Object. Hypervolemia and hypertension therapy is routinely used for prophylaxis and treatment of symptomatic cerebral vasospasm at many institutions. Nevertheless, there is an ongoing debate about the preferred modality (hypervolemia, hypertension, or both), the degree of therapy (moderate or aggressive), and the risk or benefit of hypervolemia, moderate hypertension, and aggressive hypertension in patients following subarachnoid hemorrhage.

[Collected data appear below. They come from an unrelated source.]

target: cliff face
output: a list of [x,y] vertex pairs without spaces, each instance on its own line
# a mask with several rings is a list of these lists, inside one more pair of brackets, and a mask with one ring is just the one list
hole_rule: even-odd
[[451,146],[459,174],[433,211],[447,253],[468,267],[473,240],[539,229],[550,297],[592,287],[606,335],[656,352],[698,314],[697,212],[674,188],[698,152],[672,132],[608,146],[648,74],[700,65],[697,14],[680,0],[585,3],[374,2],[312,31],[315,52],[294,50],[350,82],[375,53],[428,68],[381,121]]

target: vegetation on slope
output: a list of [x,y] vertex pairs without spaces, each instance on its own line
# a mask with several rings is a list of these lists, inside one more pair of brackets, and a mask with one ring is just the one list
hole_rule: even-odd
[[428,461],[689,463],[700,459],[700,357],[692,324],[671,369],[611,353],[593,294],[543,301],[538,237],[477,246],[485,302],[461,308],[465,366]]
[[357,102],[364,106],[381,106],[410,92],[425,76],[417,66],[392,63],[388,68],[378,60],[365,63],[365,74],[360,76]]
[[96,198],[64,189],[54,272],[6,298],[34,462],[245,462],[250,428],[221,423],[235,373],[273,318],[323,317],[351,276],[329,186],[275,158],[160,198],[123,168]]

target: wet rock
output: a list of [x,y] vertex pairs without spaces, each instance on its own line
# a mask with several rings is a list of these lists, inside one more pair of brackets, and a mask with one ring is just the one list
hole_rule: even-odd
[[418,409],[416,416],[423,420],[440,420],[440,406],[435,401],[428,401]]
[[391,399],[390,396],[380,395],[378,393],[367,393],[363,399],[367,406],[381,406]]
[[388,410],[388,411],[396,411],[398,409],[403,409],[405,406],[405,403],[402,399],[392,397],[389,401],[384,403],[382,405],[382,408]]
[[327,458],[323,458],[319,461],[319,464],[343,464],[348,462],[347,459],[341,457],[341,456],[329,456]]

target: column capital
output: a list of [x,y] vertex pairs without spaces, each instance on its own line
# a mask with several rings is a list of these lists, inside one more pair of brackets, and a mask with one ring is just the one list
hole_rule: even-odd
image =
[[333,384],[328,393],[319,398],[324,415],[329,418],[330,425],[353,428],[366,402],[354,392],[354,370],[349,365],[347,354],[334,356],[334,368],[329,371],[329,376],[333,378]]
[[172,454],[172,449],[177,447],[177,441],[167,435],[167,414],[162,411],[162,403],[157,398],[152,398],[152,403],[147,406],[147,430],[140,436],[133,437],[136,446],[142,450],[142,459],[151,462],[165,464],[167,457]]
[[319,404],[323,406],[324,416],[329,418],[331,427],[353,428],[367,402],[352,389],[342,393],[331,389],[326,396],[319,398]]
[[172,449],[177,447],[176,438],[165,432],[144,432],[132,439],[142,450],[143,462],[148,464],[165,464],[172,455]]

Methods. Monitoring data and patient charts for 45 patients were retrospectively searched to identify periods of hypervolemia, moderate hypertension, or aggressive hypertension. Measurements of central venous pressure, fluid input, urine output, arterial blood pressure, intracranial pressure, and oxygen partial pressure (PO2) in the brain tissue were extracted from periods ranging from 1 hour to 24 hours. For these periods, the change in brain tissue PO2 and the incidence of complications were analyzed.

During the 55 periods of moderate hypertension, an increase in brain tissue PO2 was found in 50 cases (90%), with complications occurring in three patients (8%). During the 25 periods of hypervolemia, an increase in brain oxygenation was found during three intervals (12%), with complications occurring in nine patients (53%). During the 10 periods of aggressive hypervolemic hypertension, an increase in brain oxygenation was found during six of the intervals (60%), with complications in five patients (50%).

Conclusions. When hypervolemia treatment is applied as in this study, it may be associated with increased risks. Note, however, that further studies are needed to determine the role of this therapeutic modality in the care of patients with cerebral vasospasm. In poor-grade patients, moderate hypertension (cerebral perfusion pressure 80–120 mm Hg) in a normovolemic, hemodiluted patient is an effective method of improving cerebral oxygenation and is associated with a lower complication rate compared with hypervolemia or aggressive hypertension therapy.